General characteristics
- Class & type: Topsail schooner
- Tons burthen: 142 (bm)
- Armament: 6 × 6-pounder guns

= Royalist (schooner) =

19th century British ship

The Royalist was a 142-ton topsail schooner. She was probably built in Cowes in 1834 as a gentleman's yacht for Rev T. L. Lane. James Brooke, at that point a former British soldier who would become in 1841 the first "White Rajah" of Sarawak, purchased her in 1836 with money he had inherited from his father. Brooke intended to use it for an expedition to the East Indies in the course of a circumnavigation of the globe, in preparation for which he cruised in the Mediterranean in 1837. As a vessel of the Royal Yacht Squadron it was permitted to fly the White Ensign and be accorded the same rights as ships of the Royal Navy. When armed, with "6 six-pounders, a number of swivels, and small arms in abundance," Royalist was effectively a private warship.

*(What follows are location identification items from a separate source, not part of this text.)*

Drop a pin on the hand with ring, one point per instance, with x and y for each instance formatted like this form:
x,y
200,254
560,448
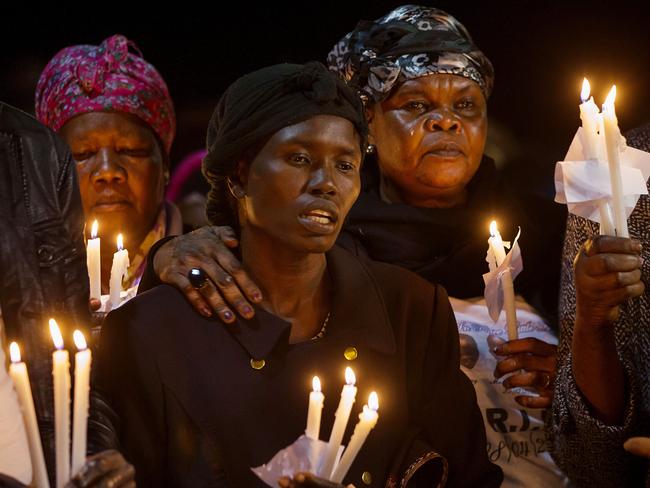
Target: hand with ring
x,y
227,288
534,364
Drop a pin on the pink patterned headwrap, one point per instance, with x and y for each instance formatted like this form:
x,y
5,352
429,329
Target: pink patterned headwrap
x,y
105,78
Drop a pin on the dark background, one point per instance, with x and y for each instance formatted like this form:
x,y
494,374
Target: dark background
x,y
540,50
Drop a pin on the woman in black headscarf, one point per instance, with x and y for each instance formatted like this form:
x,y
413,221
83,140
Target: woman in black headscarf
x,y
428,196
196,404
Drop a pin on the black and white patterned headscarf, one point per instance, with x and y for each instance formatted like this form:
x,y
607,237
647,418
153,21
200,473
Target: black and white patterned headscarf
x,y
409,42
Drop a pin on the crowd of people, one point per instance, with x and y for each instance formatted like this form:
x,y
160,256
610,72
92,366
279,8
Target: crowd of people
x,y
346,224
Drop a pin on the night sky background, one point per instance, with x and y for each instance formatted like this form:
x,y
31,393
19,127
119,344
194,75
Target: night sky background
x,y
540,50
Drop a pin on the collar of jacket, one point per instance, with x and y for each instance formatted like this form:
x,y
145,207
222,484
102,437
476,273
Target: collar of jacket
x,y
358,312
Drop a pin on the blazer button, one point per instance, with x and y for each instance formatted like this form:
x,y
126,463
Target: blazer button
x,y
351,353
257,363
44,254
366,477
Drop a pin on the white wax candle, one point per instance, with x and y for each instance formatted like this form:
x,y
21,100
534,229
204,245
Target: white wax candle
x,y
83,359
61,374
589,115
20,378
118,272
340,423
93,260
367,421
498,249
316,399
612,141
496,243
592,122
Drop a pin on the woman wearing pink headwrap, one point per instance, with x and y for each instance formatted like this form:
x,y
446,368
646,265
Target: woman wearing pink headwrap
x,y
114,110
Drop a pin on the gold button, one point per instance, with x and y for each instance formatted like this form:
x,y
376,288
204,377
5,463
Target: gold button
x,y
351,353
257,363
366,477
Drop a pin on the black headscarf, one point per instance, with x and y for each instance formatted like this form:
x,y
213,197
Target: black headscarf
x,y
409,42
258,105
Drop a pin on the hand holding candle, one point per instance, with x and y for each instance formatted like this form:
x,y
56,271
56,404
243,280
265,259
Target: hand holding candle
x,y
367,421
118,272
20,378
348,396
93,260
61,374
83,360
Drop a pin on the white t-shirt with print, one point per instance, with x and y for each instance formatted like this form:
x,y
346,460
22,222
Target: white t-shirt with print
x,y
516,439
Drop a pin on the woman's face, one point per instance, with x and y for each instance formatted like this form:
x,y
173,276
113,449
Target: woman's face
x,y
429,136
302,183
121,172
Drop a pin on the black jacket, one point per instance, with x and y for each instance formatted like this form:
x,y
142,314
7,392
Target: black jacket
x,y
42,253
190,410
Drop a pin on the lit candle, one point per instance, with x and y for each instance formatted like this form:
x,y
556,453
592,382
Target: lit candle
x,y
93,260
592,122
612,141
61,374
498,250
20,378
316,399
367,421
589,115
118,272
348,395
83,358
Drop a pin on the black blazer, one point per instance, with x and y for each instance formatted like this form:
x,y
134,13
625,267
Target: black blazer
x,y
192,411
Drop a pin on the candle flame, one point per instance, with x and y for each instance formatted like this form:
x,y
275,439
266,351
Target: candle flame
x,y
350,379
373,401
79,340
57,338
611,97
14,352
586,90
493,228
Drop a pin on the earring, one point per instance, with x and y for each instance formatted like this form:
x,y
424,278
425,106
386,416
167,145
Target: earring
x,y
236,190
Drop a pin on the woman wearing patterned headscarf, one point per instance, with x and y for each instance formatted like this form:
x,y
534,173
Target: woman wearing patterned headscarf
x,y
285,146
428,195
114,110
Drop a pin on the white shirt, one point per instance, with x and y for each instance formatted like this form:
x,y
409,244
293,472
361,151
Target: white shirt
x,y
14,450
516,438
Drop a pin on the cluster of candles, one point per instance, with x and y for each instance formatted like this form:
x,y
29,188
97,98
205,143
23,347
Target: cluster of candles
x,y
61,377
326,467
602,140
118,269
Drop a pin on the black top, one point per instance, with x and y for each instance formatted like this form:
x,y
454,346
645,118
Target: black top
x,y
193,412
448,246
42,252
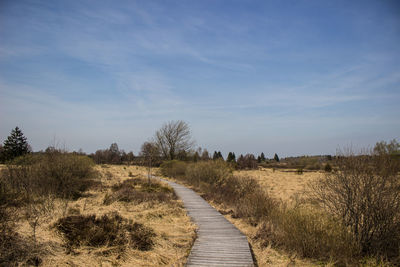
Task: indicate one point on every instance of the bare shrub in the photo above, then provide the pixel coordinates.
(61, 174)
(308, 233)
(244, 195)
(173, 168)
(138, 191)
(363, 192)
(210, 172)
(108, 230)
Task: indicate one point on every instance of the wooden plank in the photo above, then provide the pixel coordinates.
(218, 243)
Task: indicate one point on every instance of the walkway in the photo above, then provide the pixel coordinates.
(218, 243)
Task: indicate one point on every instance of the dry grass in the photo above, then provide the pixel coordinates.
(281, 184)
(173, 228)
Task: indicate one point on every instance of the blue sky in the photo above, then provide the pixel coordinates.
(287, 77)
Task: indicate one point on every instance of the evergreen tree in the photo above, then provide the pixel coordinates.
(15, 145)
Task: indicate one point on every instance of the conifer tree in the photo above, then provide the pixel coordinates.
(15, 145)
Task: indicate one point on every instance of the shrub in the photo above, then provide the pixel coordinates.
(328, 167)
(210, 172)
(173, 168)
(108, 230)
(308, 233)
(138, 191)
(363, 192)
(61, 174)
(244, 195)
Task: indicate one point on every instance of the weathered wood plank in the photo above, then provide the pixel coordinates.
(218, 243)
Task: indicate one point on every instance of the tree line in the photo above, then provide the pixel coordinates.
(173, 141)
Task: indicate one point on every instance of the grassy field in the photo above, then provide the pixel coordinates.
(285, 185)
(282, 184)
(174, 232)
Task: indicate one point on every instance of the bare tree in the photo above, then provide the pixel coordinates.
(150, 152)
(173, 138)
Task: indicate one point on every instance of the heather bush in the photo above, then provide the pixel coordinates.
(308, 233)
(363, 193)
(107, 230)
(173, 168)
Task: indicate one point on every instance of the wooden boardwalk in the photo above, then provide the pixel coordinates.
(218, 243)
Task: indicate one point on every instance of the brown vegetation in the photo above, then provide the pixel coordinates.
(44, 223)
(302, 228)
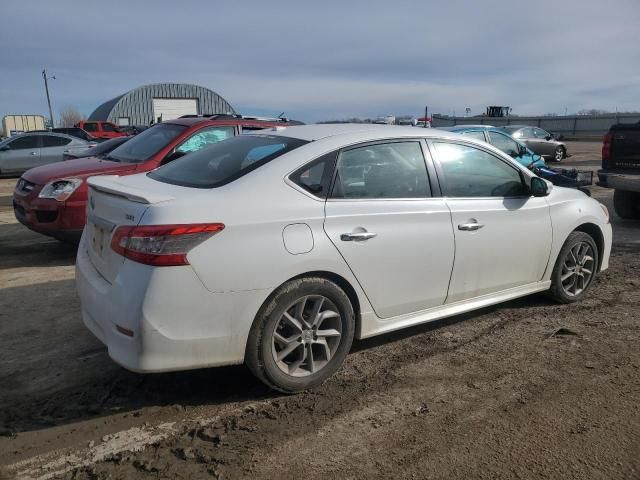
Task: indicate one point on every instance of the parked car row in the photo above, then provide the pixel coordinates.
(51, 199)
(277, 244)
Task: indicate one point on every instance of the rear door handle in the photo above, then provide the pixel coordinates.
(357, 236)
(470, 226)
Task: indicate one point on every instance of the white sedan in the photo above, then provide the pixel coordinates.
(276, 249)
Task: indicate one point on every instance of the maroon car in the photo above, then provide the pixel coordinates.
(51, 199)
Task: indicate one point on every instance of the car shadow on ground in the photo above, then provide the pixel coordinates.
(19, 247)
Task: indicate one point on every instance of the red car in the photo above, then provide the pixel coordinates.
(100, 129)
(51, 199)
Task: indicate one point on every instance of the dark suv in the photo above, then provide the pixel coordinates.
(51, 199)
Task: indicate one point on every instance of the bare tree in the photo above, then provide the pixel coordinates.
(70, 116)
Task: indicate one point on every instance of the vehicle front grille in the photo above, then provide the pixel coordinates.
(25, 185)
(46, 216)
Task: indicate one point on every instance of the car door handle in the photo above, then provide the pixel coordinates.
(470, 226)
(357, 236)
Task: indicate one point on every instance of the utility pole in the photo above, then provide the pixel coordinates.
(46, 87)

Royalist played an instrumental role in establishing Brooke's foothold in Sarawak, from his first visit in 1839 until he became the first White Rajah of Sarawak in 1841. Royalist was recorded in Brunei in September 1843, and is said to have been sold early in 1844.

It appears that Royalist retained her name and ended up trading, after some time in the Sandwich Islands trade, in Auckland, New Zealand, before being wrecked at Kawhia on 11 December 1854, when she was carrying a cargo of timber and wheat.

In modern Sarawak, there are several references to this well known ship, such as The Royalist Pub in Kuching.